Set of OSK 2016 2

$x^2 + 2y^2 = 3z$

$x+y+z=t$

$3x + 3y + 3z = 3t$

$3x+3y + x^2 + 2y^2 = 3t$

Let's complete the two squares on the LHS:

$(x^2 + 3x + ( \frac {3}{2} )^2 ) - ( \frac {3}{2} )^2 + (2y^2 + 3y + ( \frac {3}{2 \sqrt {2} } )^2 ) - ( \frac {3}{2 \sqrt {2} } )^2 = 3t$

$(x + \frac {3}{2} )^2 + ( \sqrt{2}y + \frac {3}{2 \sqrt {2} } )^2 - \frac {9}{4} - \frac {9}{8} = 3t$

$(x + \frac {3}{2} )^2 + ( \sqrt{2}y + \frac {3}{2 \sqrt {2} } )^2 - \frac {27}{8} ) = 3t$ ... (i)

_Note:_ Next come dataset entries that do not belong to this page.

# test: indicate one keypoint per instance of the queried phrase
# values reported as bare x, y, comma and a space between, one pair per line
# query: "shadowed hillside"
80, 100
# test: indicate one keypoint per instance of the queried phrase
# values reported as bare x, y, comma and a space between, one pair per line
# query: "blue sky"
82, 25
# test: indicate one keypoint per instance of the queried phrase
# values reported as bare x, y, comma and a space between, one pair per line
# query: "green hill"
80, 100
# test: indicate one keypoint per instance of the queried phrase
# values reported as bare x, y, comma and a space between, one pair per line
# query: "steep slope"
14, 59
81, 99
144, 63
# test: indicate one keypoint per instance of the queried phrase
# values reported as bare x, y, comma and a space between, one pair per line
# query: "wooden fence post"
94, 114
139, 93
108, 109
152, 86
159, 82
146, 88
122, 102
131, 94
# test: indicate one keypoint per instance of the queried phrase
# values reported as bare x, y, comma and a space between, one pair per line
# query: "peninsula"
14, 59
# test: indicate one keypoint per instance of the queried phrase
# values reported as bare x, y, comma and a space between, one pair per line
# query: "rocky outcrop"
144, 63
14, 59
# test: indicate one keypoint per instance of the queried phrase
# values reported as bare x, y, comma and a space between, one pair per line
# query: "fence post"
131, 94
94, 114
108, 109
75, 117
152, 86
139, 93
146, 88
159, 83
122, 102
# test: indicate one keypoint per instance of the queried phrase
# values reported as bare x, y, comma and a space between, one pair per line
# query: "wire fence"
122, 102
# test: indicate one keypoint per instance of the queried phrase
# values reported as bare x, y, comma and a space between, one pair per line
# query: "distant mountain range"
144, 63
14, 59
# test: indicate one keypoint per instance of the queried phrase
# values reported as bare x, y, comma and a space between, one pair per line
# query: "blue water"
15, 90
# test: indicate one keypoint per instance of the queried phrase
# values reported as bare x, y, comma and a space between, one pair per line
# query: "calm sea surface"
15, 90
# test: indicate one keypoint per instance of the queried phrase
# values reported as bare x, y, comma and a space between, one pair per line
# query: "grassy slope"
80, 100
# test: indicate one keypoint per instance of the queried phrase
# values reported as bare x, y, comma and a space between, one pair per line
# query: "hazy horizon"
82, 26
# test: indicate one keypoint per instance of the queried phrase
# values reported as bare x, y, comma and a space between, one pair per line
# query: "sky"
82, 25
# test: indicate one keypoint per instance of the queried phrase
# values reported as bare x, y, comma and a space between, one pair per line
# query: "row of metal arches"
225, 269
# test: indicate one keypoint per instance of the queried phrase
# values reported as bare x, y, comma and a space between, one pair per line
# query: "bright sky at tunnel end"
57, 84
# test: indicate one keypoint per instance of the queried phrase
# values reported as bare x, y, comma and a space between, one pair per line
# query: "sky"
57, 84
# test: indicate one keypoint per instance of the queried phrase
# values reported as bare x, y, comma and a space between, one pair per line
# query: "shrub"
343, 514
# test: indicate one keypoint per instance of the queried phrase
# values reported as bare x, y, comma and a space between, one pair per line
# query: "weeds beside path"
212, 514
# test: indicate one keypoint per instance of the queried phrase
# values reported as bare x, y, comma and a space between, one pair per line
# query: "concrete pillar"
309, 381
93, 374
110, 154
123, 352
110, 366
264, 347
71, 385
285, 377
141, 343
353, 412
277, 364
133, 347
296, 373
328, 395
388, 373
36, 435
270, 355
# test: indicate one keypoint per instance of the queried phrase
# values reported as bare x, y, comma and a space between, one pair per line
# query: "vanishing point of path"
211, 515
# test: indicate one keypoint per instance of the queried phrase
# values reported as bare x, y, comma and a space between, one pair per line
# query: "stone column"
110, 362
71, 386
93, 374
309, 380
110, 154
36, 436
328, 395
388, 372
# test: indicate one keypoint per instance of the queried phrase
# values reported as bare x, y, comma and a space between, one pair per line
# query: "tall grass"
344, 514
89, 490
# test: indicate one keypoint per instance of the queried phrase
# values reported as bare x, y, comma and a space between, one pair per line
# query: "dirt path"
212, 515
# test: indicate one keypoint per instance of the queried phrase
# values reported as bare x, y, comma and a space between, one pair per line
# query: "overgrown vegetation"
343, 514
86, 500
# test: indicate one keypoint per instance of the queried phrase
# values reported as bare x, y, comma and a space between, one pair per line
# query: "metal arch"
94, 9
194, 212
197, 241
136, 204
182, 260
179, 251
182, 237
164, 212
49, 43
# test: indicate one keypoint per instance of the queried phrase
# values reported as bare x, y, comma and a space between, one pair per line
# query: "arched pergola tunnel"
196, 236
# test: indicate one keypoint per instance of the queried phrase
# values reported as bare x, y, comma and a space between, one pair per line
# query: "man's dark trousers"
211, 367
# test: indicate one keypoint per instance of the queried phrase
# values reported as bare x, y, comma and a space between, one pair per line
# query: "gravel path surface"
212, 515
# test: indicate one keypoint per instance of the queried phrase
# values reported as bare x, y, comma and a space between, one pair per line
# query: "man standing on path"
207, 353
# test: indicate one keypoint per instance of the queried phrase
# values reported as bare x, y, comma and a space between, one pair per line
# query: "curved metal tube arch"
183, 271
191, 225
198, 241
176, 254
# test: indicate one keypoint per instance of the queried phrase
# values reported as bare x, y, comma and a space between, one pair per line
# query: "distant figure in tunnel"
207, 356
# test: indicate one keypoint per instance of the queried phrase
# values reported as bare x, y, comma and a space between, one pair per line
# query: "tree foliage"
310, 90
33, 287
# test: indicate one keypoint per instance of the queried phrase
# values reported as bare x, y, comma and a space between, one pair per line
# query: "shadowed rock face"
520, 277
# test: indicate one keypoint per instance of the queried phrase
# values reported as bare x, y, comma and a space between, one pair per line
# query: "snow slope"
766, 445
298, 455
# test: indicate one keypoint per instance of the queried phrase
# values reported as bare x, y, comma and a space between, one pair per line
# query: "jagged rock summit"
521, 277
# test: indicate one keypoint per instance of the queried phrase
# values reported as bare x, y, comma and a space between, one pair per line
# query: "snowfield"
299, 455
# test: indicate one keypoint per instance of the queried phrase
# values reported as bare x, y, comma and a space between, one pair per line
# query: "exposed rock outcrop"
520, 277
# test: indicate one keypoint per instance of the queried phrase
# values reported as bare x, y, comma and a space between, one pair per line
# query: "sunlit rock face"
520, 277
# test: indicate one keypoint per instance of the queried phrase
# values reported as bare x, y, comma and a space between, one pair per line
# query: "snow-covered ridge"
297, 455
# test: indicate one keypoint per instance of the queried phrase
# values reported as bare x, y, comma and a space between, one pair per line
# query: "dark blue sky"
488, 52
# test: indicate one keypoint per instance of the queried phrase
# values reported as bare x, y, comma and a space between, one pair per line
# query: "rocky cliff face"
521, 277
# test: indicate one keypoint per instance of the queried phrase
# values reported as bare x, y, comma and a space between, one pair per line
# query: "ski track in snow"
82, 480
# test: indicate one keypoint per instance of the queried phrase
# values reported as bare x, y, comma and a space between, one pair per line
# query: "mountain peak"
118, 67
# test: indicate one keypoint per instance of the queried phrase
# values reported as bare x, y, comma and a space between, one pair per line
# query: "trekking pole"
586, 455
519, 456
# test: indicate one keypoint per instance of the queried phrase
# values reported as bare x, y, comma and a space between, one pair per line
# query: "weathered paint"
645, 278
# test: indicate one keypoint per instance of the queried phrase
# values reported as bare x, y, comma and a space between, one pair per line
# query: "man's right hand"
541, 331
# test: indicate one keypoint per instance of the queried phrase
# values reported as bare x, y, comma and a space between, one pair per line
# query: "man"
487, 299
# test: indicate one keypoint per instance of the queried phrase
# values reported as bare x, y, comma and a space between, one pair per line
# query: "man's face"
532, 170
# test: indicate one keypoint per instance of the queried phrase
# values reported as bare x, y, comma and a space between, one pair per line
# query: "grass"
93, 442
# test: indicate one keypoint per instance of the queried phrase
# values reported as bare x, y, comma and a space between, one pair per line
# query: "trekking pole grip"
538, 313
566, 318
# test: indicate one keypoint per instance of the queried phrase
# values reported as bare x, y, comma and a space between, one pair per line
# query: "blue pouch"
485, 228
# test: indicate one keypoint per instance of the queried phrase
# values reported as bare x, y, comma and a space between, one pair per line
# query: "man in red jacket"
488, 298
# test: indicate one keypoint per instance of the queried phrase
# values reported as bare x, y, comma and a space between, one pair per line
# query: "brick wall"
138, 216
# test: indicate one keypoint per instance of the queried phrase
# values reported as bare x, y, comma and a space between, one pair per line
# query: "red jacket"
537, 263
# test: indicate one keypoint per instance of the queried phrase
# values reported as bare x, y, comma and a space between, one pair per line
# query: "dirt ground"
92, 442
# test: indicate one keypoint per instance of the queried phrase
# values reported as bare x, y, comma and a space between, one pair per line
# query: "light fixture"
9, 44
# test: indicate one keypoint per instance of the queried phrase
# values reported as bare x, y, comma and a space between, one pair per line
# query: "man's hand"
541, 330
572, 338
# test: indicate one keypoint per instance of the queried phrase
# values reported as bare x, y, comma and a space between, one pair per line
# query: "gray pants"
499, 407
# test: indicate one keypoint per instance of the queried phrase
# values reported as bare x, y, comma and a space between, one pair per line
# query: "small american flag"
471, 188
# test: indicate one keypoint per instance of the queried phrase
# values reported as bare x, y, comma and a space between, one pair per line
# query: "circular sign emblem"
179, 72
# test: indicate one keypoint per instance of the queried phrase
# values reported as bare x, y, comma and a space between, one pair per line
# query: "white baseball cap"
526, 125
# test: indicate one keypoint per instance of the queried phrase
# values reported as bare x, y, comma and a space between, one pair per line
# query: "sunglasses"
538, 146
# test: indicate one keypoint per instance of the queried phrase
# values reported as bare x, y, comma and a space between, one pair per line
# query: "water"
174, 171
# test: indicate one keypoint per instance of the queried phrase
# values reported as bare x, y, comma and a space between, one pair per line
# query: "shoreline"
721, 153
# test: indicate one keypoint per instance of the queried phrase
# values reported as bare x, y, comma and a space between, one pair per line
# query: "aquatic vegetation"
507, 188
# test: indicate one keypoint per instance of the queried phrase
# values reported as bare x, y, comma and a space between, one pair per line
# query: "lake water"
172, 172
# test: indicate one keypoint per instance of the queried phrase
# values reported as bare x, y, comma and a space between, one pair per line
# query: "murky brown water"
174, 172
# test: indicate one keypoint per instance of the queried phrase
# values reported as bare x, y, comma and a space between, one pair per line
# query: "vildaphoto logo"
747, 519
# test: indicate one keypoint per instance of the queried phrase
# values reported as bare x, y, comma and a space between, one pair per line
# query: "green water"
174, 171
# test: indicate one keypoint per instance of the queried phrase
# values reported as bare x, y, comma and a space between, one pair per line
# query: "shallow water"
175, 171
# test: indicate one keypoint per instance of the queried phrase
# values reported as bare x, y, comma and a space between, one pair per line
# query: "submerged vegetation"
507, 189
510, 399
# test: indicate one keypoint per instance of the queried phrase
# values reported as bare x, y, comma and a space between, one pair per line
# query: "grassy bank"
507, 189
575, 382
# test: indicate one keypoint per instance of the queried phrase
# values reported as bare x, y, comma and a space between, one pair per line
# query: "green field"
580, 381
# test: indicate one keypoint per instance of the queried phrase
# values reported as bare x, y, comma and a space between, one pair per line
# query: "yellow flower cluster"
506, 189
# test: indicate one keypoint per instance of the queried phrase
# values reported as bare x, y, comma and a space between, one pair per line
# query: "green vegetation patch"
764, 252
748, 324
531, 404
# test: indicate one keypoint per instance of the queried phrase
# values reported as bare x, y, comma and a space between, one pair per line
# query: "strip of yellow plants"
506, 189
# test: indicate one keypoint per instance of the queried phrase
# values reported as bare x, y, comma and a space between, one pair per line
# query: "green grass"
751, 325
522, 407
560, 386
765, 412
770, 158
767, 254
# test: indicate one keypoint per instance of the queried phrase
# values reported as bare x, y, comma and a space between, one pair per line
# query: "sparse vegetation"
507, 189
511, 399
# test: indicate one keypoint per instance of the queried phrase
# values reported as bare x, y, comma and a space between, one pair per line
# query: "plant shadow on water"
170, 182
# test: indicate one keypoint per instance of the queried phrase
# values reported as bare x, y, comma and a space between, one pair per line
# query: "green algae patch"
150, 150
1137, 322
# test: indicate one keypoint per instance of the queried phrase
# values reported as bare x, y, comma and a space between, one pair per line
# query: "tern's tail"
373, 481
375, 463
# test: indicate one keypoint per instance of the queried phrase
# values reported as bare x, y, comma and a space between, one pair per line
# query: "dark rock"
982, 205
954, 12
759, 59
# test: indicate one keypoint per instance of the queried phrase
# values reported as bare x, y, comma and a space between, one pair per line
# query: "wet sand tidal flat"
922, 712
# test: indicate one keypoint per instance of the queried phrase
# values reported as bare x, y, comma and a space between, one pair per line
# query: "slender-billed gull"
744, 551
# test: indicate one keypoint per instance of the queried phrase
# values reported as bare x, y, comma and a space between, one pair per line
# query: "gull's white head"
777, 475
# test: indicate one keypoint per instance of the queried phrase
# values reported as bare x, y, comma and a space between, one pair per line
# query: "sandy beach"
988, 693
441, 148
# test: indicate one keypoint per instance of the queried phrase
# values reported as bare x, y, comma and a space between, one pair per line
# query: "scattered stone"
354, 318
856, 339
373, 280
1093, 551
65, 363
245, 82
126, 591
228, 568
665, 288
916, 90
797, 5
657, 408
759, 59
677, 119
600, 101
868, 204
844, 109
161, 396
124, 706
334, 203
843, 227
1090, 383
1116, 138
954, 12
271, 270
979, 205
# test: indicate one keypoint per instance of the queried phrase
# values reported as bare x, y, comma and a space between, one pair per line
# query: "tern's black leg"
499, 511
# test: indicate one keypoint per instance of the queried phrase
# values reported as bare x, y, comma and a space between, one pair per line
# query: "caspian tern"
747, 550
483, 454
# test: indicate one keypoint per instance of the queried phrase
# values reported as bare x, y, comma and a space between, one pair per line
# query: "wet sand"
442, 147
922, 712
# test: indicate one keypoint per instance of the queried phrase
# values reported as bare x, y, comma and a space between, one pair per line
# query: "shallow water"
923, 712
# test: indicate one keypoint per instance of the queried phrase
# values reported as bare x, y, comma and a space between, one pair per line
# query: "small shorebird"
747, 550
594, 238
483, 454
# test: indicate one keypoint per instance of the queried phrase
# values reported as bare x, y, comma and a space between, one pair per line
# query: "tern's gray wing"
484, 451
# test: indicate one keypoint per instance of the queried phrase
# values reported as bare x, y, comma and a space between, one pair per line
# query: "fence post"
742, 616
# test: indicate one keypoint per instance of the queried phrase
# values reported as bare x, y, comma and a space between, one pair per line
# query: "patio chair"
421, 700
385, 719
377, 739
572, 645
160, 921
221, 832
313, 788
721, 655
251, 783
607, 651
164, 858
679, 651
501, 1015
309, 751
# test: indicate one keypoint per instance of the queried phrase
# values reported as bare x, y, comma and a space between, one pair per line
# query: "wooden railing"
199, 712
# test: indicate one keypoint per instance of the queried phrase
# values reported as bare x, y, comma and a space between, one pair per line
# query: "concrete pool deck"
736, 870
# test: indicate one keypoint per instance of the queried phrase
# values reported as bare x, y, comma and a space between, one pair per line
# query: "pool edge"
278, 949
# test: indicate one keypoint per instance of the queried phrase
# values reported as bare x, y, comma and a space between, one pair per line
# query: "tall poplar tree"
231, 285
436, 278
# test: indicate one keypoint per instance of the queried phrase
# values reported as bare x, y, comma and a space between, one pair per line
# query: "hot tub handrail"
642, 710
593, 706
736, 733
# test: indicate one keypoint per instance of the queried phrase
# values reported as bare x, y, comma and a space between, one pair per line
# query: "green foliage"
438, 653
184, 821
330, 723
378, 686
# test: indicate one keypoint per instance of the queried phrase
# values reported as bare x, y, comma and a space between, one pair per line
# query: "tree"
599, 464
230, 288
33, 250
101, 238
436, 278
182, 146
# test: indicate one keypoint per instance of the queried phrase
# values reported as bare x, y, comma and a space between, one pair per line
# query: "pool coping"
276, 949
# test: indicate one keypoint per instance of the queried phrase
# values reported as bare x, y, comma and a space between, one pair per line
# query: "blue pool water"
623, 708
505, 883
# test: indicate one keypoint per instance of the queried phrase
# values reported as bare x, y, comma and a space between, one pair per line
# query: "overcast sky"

Now, each of the squares has a minimum value of 0, hence the minimum value of:

$\text {• 3t is: } - \frac {27}{8}$

$\text {• t is: } - \frac {27}{8} ÷ 3 = \boxed {- \frac {9}{8}}$

This minimum value of t gives us a unique (x, y, z) triplet:

$x = - \frac{3}{2}$

$y = - \frac{4}{3}$

$z = (- \frac{3}{2})^2 + 2 × (- \frac{4}{3} )^2 = \frac{9}{4} + 2 × \frac{16}{9} = \frac{209}{36}$

It is easy to see, that if:

$\text {• } t < - \frac {9}{8} \text { , then we have no solution (since we cannot go lower, than the minimum) }$

$\text {• } t < - \frac {9}{8} \text { , then we have no solution (since we cannot go lower, than the minimum) }$

$\text {• } t > - \frac {9}{8} \text { , then we have an infinite number of solutions }$

(the transformed (separate linear (bijective) transformations) of the x and y coordinates of the (infinite number of) points of a circle):

Let:

$m = x + \frac {3}{2}$

$n = \sqrt{2}y + \frac {3}{2 \sqrt {2} }$

$r^2 = 3t + \frac {27}{8}$

Then (i) can be written as:

$m^2 + n^2 = r^2$

which is an equation of a circle on the (m, n) plane with infinite number of (m,n) solutions for each value of t.

For each (of the infinite number) of (m, n) points, we can get a single (x, y) pair (and from that, a single z)).

Hence, we have an infinite number of (x, y, z) solutions for each value of t > -9/8.